Picture for representational purpose. Photo: Reuters Government has ordered a cut of nearly 20 per cent in its 2014-2015 healthcare budget due to fiscal strains.
Despite rapid economic growth over the past two decades, successive governments have kept a tight rein on healthcare expenditure. India spends about 1 percent of its gross domestic product (GDP) on public health.
The United Nations estimates about one third of the world's 1.2 billion poorest people live in India.
The move reflects the government's struggle to achieve its 2014-2015 fiscal deficit target of 4.1 percent of GDP.
India's healthcare industry is growing at an annual clip of around 15 percent, but public spending has remained low and resulted in a dilapidated network of government hospitals and clinics, especially in rural areas.

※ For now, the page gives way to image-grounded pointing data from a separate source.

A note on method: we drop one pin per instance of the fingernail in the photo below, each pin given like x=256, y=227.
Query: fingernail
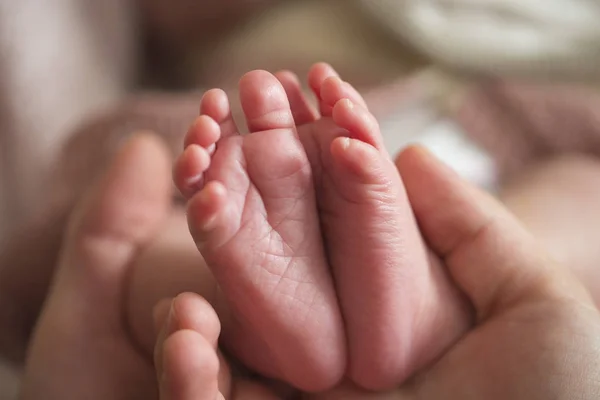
x=345, y=143
x=160, y=314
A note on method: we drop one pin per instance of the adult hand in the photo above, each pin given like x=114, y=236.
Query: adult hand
x=81, y=348
x=537, y=334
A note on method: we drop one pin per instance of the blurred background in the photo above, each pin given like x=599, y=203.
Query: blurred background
x=491, y=86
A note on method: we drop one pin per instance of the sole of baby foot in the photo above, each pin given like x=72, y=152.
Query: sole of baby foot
x=255, y=221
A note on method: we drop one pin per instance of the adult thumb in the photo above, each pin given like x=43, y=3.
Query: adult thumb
x=489, y=255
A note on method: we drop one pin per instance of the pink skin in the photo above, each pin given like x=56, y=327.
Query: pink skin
x=188, y=364
x=399, y=308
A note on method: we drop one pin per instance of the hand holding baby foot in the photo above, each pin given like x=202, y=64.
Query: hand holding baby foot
x=257, y=206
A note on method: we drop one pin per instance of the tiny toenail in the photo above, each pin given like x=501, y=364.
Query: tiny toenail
x=204, y=197
x=345, y=143
x=191, y=181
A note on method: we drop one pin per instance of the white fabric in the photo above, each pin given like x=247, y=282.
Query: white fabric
x=500, y=36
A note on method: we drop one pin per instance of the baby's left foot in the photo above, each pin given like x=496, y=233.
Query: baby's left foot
x=399, y=307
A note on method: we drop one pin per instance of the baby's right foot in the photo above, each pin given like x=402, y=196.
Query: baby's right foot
x=253, y=214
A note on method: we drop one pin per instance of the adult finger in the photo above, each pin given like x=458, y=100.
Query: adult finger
x=81, y=347
x=490, y=256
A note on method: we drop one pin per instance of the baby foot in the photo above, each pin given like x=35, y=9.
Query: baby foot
x=253, y=214
x=400, y=309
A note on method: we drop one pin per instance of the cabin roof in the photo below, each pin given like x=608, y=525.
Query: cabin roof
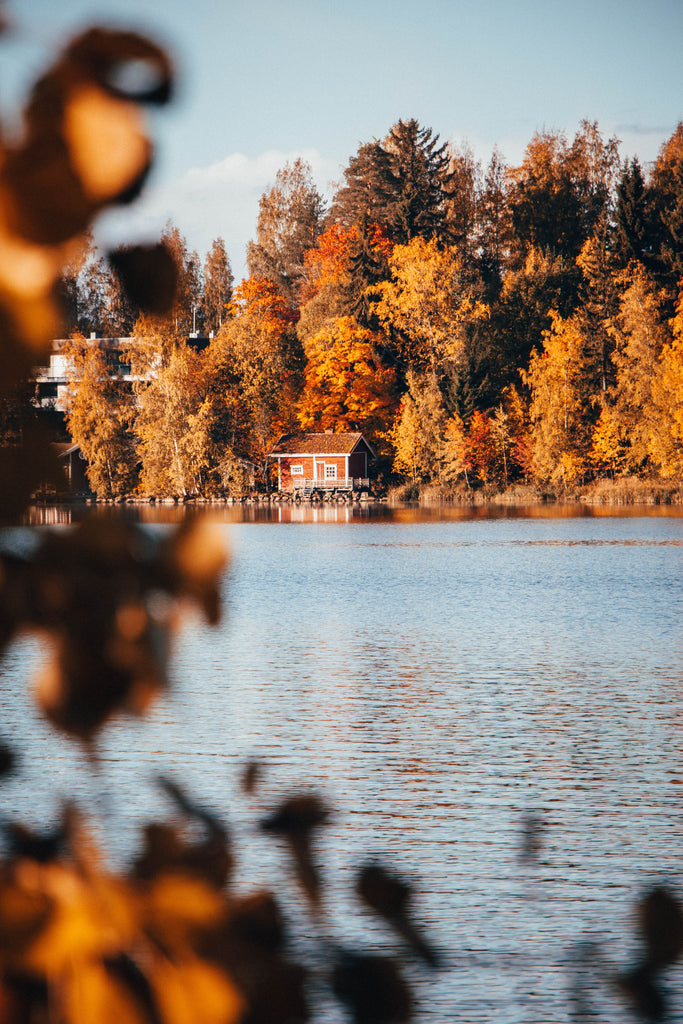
x=326, y=443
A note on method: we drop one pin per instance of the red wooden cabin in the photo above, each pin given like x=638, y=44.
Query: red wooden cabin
x=326, y=461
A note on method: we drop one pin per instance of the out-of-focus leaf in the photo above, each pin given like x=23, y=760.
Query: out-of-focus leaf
x=389, y=896
x=92, y=919
x=372, y=988
x=209, y=857
x=530, y=839
x=660, y=923
x=189, y=991
x=177, y=908
x=94, y=595
x=104, y=55
x=251, y=775
x=129, y=975
x=8, y=759
x=148, y=275
x=383, y=891
x=644, y=992
x=196, y=557
x=258, y=920
x=297, y=815
x=24, y=913
x=89, y=993
x=296, y=820
x=108, y=146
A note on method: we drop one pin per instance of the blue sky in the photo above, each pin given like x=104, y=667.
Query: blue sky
x=264, y=81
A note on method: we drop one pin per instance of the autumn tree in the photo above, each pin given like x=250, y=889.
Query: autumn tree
x=346, y=387
x=427, y=305
x=99, y=417
x=559, y=407
x=419, y=430
x=522, y=311
x=560, y=190
x=667, y=199
x=633, y=414
x=257, y=352
x=217, y=289
x=667, y=446
x=289, y=221
x=181, y=321
x=327, y=292
x=172, y=415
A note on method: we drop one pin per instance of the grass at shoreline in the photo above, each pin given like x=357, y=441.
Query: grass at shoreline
x=624, y=491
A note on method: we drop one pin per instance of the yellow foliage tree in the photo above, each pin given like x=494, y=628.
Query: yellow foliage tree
x=640, y=336
x=426, y=304
x=667, y=444
x=258, y=357
x=172, y=419
x=419, y=430
x=346, y=387
x=558, y=409
x=99, y=414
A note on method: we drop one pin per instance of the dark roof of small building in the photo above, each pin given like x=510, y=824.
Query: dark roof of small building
x=327, y=443
x=62, y=449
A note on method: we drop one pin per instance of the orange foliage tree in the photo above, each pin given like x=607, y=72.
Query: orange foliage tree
x=257, y=358
x=346, y=386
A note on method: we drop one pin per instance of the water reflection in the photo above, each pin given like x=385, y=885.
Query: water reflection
x=40, y=515
x=442, y=675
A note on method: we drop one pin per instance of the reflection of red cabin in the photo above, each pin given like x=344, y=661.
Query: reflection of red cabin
x=326, y=461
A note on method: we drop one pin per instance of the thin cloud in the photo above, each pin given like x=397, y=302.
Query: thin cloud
x=217, y=201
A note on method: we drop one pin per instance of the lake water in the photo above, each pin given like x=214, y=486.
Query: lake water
x=437, y=676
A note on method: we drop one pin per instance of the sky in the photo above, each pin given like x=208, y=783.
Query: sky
x=261, y=82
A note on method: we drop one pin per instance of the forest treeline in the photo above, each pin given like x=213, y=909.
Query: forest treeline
x=481, y=326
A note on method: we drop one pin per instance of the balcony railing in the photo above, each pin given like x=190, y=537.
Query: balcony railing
x=339, y=483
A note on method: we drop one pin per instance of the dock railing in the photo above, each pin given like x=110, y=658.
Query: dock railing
x=340, y=483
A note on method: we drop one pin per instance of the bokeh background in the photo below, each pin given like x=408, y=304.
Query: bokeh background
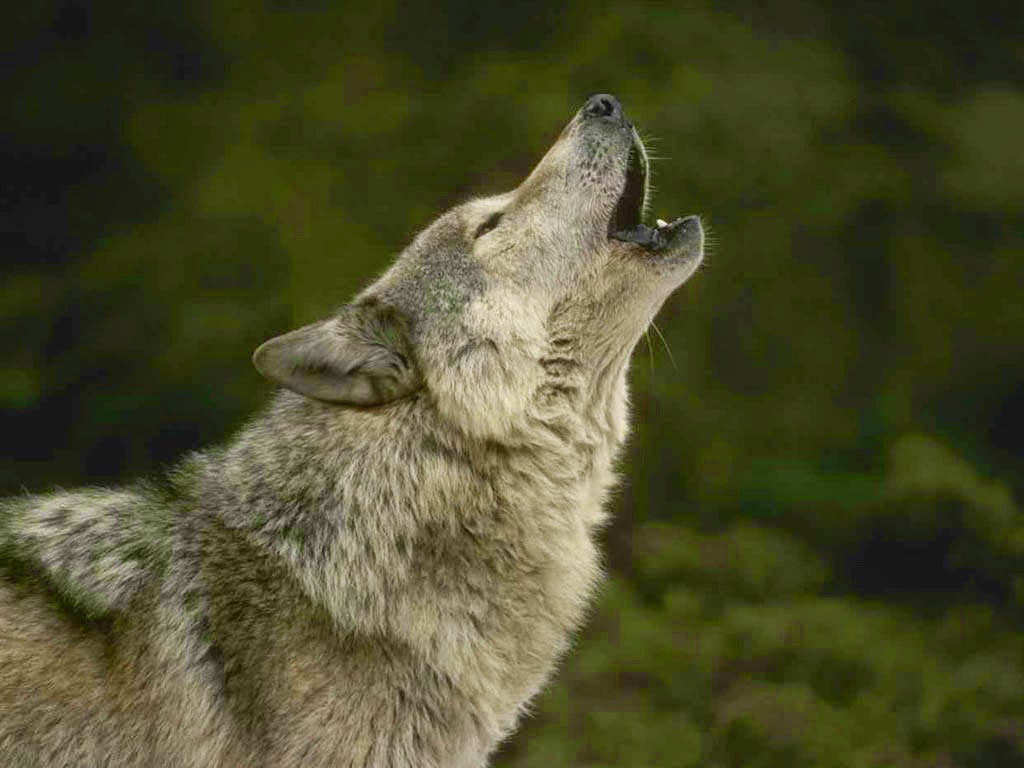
x=817, y=554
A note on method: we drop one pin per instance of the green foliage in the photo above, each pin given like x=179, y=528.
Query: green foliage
x=819, y=550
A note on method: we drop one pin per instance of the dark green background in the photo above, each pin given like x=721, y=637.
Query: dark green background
x=817, y=557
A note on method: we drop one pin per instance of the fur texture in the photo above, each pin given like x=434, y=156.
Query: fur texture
x=382, y=568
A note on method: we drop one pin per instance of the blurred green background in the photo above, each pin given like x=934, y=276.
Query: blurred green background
x=817, y=555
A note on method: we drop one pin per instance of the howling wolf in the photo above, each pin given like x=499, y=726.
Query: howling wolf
x=383, y=567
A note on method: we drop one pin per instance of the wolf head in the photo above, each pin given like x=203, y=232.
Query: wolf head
x=509, y=305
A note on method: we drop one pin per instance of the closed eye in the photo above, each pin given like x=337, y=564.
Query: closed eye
x=491, y=222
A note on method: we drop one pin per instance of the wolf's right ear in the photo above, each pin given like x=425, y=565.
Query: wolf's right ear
x=360, y=356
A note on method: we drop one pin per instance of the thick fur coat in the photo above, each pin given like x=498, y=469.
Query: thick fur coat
x=383, y=567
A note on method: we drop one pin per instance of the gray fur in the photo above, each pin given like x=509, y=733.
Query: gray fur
x=383, y=567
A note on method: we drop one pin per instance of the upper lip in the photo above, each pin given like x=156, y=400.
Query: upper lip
x=633, y=202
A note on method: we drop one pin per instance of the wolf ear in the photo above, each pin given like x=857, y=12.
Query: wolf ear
x=360, y=356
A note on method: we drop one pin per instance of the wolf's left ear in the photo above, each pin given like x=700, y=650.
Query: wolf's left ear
x=361, y=356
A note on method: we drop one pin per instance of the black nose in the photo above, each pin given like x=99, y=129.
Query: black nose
x=603, y=105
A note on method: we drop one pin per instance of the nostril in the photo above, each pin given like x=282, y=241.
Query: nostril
x=602, y=105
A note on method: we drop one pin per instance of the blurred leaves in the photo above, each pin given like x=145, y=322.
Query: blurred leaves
x=819, y=543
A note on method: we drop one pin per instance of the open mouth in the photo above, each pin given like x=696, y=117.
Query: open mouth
x=627, y=220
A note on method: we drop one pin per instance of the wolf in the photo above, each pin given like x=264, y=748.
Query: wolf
x=383, y=567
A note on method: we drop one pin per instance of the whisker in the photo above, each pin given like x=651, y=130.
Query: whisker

According to reports, a Health Ministry official said the cut could crimp efforts to control the spread of diseases. More newborns die in India than in poorer neighbours such as Bangladesh, and preventable illnesses such as diarrhoea kill more than a million children every year.
The retrenchment could also derail an ambitious universal healthcare programme that Modi wants to launch in April. The plan aims to provide all citizens with free drugs and diagnostic treatments, as well as insurance benefits.
In addition to the healthcare budget, the Finance Ministry also ordered a spending cut for India's HIV/AIDS programme by about 30 per cent to 13 billion rupees.